Hence, understanding and predicting microstructure evolutions are nowadays a key to the competitiveness of industrial companies, with direct economic and societal benefits in all major economic sectors.

Multiscale materials modeling, and more precisely, simulations at the mesoscopic scale, constitute the more promising numerical framework for the next decades of industrial simulations as it compromises between the versatility and robustness of physically-based models, computation times, and accuracy.

 In this emerging context of « digital materials science », the DIGIMU consortium has two main objectives. The first concerns the development of an efficient multiscale numerical framework adapted to these questions. The second relates to the optimization of these techniques in terms of numerical cost and their validation by the industrial expertise at the heart of the DIGIMU consortium. For these digital tools, which are still quite news, it’s a question of going beyond the usual framework of « simulation for industrialists » and moving towards « simulation by industrialists ».

Moreover, if the DIGIMU background is mainly dedicated to recrystallization and solid-solid phase transformations for metallic materials. The transverse numerical framework developed by the DIGIMU consortium presents also large potential for the modeling of numerous physical mechanisms occurring at the microscale and for a large range of materials (metallic or polymer composites, granular materials, …).

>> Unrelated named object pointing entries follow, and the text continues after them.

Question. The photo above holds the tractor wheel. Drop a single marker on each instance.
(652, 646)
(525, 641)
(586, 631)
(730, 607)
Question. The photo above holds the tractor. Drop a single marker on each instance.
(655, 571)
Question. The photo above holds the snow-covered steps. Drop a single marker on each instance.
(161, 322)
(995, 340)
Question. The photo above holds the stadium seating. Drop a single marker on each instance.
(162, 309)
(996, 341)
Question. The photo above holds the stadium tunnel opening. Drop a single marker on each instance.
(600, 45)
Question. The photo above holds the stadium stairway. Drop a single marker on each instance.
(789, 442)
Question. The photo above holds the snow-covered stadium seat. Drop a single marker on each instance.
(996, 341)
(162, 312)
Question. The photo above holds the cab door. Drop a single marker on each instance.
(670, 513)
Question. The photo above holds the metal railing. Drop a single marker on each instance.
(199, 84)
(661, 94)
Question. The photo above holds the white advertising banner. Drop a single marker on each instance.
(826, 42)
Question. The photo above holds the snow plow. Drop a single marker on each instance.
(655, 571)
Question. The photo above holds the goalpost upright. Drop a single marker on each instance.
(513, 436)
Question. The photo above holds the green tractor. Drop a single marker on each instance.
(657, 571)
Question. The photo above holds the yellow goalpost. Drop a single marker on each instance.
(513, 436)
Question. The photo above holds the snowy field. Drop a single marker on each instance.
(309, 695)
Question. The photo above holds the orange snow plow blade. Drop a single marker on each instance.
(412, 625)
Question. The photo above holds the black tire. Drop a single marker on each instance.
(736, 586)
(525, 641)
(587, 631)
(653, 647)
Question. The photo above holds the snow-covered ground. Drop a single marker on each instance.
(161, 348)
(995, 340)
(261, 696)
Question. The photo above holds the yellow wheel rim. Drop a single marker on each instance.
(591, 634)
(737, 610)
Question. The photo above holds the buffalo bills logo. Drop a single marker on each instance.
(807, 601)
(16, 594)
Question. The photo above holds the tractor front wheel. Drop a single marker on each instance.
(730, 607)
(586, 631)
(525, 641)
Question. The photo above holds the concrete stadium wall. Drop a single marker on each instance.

In this context, a breakthrough numerical strategy to describe the microstructure evolutions of metallic materials during complex industrial thermomechanical treatments has been developed through the ANR Industrial Chair DIGIMU (2016-2020). The outcoming DIGIMU software is now available for the industry, and able for quantitative predictions of microstructure evolutions on material volumes in the range of one mm3, with typical computation times of a few days when performed on a simple laptop. Such simulations and computational efficiency were a dream ten years ago, a reality now with the DIGIMU developments.

The purpose of the RealIMotion ANR Chair program obtained by the consortium in 2022  is to push the limits of numerical metallurgy further and develop a promising new numerical framework coupled with a machine learning physically-based strategy to aim for massive computations, consideration of much larger material volumes, in connection with macroscopic simulations and still with reasonable computation times to be compatible with industrial daily uses. Such a leap in the models will open the door for industrial partners to tune numerically thermomechanical routes, build microstructure-targeted processing maps and automatically propose new enhanced homogenized models. RealIMotion Chair program project brings the cutting-edge and exploding strategies of data science, physically-based models, and machine learning at the service of industrial metallurgy.

The French industrial consortium supporting the developments of digital materials in the context of hot metal forming has grown in the RealIMotion proposal. Constellium and Aperam are new partners. Framatome, Aubert&Duval, ArcelorMittal, CEA, and Safran brought new targeted applications on zirconium alloys, aluminum alloys, dual-phase steels, and new generation nickel based superalloys.

The students recruited in the RealIMotion Chair will enjoy a perfect environment to become experts in computational metallurgy, digital twins, and IA and meet the metallurgical industry needs for the future. The expected benefits will be job-creating for all the partners involved. The software integration of developments, through the provision of free access tutorials, has also a strong potential impact on teaching and the dissemination of the methods developed within training courses and laboratories specialized in metallurgy.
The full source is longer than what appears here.